By Michael Murphy
IN A graphic validation to the old adage “one law for the rich and one for the poor”, the decision of the Fianna Fail/Green Party government to buy the bad debts from the Irish banks for up to €90 billion while making cuts to the poorest sections of society in the form of social welfare Christmas payments and rent allowance is a scandal.
The billions in bad debts in the banks are owed by some of the wealthiest people in Ireland. Primary amongst them are the property developers and speculators who used their borrowings to massively inflate the property market, which in turn saddled people with 40 year mortgages.
This is an attempt to take all the bad loans off the books of the major Irish banks and place them with a new agency called the “National Asset Management Agency” which will hold the debts for up to 15 years. The government is buying the debts at a “discounted price” of anything up to 76.5 billion euro.
The government hopes that international banks and investors will then lend money to the Irish banks and in turn credit will be extended to consumers and businesses in Ireland to stimulate the economy.
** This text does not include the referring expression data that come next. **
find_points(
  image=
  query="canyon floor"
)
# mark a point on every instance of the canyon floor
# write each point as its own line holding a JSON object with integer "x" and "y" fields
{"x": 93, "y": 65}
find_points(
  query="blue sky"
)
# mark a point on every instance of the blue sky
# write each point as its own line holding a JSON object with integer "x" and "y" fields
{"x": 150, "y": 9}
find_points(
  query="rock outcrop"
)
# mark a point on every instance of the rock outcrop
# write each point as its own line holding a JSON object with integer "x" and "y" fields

Brian Lenihan claims this process will be cost neutral in other words that the taxpayer will get their money back at some stage. However, the reality is that the debts will add significantly to the national debt, the equivalent of €75,000 for every household in the country and is expected to cost 18 cents of every euro taken in taxes by 2013.
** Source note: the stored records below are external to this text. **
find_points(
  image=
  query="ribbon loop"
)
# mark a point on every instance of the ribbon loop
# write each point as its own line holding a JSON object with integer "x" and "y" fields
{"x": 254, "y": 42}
This is an astonishing bail out of those that caused the economic crisis and places the burden of cleaning up the speculators’ mess onto the shoulders of working class people.
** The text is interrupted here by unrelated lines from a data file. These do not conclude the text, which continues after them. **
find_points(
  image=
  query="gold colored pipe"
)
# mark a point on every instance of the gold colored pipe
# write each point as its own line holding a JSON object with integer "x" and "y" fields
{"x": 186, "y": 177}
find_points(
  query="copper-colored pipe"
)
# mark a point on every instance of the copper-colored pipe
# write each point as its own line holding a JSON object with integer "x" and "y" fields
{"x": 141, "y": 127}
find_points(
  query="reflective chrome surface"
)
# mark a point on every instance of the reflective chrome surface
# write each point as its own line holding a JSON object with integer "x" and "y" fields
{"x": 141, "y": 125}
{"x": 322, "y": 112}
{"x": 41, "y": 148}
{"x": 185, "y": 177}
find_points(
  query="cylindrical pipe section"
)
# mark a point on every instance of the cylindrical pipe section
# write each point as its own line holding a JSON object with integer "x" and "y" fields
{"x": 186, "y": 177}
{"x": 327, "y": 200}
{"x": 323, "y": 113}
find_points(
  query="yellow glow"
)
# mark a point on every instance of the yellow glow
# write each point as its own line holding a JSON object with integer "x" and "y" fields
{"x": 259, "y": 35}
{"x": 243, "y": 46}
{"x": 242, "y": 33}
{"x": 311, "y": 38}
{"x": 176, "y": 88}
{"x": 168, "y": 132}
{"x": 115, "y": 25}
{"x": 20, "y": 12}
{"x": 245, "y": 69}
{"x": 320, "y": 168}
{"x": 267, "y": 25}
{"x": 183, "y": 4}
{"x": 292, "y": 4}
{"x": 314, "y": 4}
The Socialist Party is in favour of nationalisation but not this form of capitalist nationalisation whereby we take on the debts of the rich and leave them with all of the profits. The banks should be nationalised and the assets of the developers who owe billions should be seized and this money used to invest in a state development programme to build schools, hospitals and other projects that will benefit society and create jobs. House repossessions could be stopped and mortgages adjusted to reflect real house values with affordable interest rate repayments.